Gorlero Street, dressed in neon and sophisticated window displays, lives to the rhythm of the beautiful women who stroll there, flaunting their spectacular bronzed bodies, while the men show off their Porsches and BMWs.



We dined in the restaurants on Rambla Artigas, sharing the nightlife with the summer crowd. Since we were on assignment for Amura, we were invited to the private parties at the elegant mansions that are located on the sea or hidden among the pines.

The casinos, like the Conrad, are very festive and attract huge crowds, but we preferred taking afternoon tea in Las Cumbres, a marvelous, exclusive hotel and restaurant. It is located at the top of Cerro de la Ballena, and has a spectacular view. It is customary for visitors to want to be seen there or to run into someone they know. This unique spot is the favorite of intellectuals.



Punta del Este’s natural setting is also beautiful, with stretches of long beaches, golden dunes and the dark blue sea that are trapped in the sizzling summers. Other attractions include Sauce Lagoon, which reflects the pine forests and Maldonado stream with its unique bird-filled estuary, which is also home to the charming town of La Barra.

Parrots enliven the atmosphere and sea lions swim between the rocks and Punta Ballena. This is the place chosen for flashy homes, and this is where the studio of the renowned Uruguayan artist Carlos Páez Vilaró is located. Many famous people are found along this beach, although it has not lost its feeling of privacy. In the marina, situated at the end of Mansa Beach, on Río de la Plata, Amura’s sailboat held its own among the beautiful yachts.



The southern point of the city is filled with spacious, exclusive homes, and this is where the beautiful blue church and the lighthouse are located. Waves explode, bikinis rival in color, bodies, the color of brown sugar, compete in their perfection. When we were not invited to private parties we dined at La Bourgogne or Blue Cheese.

This is a season in which people do not rest, they enjoy the summer and their vacations. Later, in March, there is a mass exodus and the resort falls asleep, sheltering, until the next warm season, the people who live there year ‘round. But the inhabitants of Punta not only enjoy the summer vacations but other seasons of the year, and are accustomed to withstanding the rhythm of the cold, humid and windy winter.

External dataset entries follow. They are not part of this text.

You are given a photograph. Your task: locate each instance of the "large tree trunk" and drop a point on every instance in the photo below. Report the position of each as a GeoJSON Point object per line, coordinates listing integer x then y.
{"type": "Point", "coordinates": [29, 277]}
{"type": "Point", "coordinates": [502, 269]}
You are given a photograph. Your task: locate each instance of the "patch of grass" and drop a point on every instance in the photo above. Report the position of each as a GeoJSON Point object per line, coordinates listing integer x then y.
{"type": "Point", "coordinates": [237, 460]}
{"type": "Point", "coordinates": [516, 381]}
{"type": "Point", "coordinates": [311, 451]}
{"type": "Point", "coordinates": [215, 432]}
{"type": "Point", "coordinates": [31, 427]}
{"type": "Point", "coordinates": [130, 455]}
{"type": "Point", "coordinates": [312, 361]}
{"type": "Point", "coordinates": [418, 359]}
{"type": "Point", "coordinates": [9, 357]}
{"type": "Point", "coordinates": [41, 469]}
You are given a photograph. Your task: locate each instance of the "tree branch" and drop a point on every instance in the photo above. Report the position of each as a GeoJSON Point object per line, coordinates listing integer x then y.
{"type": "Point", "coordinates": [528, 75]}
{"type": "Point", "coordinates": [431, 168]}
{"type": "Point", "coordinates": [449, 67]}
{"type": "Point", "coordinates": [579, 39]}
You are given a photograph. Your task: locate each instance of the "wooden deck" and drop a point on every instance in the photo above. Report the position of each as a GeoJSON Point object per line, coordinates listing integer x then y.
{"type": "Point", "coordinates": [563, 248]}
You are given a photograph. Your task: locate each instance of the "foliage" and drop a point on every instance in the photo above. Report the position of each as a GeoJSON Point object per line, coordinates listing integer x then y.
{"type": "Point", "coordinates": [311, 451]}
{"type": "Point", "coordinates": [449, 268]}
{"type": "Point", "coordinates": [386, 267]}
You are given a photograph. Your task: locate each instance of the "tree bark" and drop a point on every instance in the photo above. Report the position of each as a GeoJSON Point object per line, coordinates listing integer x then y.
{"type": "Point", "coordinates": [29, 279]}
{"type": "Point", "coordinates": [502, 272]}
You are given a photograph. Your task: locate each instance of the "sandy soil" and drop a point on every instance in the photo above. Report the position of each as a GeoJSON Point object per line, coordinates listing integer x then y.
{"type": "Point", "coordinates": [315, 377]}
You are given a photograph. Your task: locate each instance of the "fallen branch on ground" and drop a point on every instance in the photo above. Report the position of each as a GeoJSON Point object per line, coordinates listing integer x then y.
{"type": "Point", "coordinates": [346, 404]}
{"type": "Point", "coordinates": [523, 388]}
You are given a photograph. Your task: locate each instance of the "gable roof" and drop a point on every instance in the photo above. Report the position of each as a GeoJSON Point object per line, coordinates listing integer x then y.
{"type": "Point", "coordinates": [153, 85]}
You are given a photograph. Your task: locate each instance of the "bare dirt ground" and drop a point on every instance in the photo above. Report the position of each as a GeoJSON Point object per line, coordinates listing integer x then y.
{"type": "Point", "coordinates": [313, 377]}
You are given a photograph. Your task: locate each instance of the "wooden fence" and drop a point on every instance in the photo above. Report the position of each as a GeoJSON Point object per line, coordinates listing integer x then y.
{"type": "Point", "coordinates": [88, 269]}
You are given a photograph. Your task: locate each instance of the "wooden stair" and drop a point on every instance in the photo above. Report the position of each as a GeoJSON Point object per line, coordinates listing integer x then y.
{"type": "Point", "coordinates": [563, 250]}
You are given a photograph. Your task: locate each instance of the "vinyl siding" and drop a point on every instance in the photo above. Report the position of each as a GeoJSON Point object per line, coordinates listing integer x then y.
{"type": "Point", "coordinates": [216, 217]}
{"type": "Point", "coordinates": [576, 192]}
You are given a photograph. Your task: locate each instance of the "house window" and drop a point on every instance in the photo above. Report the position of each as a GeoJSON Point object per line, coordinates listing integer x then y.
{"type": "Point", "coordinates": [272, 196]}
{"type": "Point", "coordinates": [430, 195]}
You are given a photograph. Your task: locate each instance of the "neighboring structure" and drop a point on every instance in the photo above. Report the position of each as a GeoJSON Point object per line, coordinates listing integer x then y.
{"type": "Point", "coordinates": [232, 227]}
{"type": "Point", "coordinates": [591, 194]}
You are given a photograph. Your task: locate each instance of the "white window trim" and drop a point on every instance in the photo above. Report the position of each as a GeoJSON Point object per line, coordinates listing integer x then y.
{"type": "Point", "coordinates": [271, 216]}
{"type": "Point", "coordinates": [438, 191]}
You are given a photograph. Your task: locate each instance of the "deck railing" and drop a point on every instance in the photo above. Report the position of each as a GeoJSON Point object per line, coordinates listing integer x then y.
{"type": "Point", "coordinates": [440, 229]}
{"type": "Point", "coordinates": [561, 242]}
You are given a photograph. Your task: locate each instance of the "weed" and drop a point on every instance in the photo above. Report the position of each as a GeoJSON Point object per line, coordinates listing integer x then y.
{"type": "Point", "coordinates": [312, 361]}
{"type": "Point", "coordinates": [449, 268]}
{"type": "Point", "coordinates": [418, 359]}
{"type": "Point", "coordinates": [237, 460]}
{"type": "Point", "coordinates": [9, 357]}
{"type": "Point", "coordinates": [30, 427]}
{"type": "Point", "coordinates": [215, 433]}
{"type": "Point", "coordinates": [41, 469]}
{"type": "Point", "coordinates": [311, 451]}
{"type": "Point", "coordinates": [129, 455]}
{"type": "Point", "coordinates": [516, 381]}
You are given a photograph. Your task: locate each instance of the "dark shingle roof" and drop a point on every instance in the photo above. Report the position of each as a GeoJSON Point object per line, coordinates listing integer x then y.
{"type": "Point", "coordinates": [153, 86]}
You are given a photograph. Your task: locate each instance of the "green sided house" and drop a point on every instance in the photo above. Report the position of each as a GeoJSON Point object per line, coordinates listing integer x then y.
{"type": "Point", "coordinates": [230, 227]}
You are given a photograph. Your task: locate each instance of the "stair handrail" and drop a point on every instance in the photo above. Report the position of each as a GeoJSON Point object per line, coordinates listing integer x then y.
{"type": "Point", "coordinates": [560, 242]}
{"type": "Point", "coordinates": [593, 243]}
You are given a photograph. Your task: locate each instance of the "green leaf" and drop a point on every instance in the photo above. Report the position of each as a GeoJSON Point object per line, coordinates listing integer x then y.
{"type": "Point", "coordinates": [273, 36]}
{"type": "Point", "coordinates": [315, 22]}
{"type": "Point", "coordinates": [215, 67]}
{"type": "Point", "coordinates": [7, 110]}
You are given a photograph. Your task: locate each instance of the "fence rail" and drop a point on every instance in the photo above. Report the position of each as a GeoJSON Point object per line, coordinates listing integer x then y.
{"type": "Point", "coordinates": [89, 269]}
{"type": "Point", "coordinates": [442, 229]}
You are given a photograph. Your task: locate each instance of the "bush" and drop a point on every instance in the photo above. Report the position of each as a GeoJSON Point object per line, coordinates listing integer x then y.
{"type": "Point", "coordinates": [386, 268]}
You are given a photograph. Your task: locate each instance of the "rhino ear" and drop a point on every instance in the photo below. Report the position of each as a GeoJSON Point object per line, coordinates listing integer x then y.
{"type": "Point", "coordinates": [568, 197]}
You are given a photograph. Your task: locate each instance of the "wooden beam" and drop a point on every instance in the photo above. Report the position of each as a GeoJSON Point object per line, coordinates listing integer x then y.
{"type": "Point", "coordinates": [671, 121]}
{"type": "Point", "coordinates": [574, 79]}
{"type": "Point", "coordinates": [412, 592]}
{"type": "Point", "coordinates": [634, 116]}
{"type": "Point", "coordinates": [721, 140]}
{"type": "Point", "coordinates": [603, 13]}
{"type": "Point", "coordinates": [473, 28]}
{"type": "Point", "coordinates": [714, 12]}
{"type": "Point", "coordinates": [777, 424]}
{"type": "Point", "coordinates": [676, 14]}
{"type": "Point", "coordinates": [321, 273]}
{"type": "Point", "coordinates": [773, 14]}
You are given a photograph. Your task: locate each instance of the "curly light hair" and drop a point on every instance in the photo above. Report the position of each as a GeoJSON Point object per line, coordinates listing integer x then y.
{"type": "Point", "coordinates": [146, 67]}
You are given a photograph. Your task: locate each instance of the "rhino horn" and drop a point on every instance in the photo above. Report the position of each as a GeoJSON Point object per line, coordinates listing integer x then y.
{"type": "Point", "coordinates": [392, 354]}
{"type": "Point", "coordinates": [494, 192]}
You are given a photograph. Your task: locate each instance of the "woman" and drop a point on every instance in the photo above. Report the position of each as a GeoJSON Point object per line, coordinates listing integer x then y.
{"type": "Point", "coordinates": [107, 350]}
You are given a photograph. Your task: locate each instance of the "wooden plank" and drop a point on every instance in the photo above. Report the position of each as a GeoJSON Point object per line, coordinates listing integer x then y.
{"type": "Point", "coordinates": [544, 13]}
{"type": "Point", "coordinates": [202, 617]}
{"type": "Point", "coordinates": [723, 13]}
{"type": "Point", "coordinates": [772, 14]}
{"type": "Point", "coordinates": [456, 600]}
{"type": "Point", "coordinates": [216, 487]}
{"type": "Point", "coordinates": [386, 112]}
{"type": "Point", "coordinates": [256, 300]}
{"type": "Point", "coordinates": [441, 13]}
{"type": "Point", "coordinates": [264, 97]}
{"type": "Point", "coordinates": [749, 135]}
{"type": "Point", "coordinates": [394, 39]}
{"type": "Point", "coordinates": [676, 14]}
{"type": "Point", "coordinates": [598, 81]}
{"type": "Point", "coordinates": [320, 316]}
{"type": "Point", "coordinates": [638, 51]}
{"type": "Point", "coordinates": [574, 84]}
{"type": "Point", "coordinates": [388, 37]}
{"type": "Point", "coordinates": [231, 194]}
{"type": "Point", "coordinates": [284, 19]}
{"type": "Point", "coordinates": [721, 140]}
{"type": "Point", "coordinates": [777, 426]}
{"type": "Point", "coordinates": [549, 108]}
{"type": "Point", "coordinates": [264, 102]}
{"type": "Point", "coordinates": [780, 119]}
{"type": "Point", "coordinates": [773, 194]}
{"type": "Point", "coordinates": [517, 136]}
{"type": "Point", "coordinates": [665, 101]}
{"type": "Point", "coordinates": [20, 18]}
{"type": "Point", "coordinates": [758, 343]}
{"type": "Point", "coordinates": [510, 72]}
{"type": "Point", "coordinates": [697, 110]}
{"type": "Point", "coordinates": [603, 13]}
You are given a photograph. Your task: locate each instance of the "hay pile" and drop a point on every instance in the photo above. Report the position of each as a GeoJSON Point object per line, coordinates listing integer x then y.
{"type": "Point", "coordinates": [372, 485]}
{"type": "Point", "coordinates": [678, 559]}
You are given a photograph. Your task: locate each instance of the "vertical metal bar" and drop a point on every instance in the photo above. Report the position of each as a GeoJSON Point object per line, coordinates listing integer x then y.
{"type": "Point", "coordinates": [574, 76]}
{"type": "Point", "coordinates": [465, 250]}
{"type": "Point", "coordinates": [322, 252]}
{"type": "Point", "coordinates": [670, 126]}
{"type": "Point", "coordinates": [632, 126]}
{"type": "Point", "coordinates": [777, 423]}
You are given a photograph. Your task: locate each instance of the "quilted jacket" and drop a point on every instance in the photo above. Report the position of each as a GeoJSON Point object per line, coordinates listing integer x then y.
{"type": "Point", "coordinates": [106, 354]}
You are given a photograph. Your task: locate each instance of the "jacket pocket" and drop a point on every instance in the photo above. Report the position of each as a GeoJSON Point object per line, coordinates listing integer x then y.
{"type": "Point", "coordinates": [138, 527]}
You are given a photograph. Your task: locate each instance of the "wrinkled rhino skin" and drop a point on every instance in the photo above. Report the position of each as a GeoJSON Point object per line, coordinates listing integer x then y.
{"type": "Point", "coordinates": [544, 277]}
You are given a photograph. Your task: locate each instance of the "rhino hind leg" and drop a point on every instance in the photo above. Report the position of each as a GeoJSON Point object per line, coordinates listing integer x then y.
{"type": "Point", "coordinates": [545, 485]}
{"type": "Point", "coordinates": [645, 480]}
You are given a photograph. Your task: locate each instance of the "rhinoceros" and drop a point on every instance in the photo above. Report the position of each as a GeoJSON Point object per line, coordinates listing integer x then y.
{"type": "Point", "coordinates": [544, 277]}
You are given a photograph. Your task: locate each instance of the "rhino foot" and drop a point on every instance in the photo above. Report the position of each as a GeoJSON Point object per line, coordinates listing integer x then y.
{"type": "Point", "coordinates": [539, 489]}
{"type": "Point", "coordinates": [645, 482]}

Punta del Este is the star of the Uruguayan Riviera, and it beats with the echoes of the parties and scandals that fill the pages of the gossip columns. It is, however, a marvelous place on a coast that has known how to combine its “People” side with spectacular natural wonders.


Now that we have returned, we realize that it was an ideal spot for us, Amura’s crew, for a dip into the social life and waters of South America.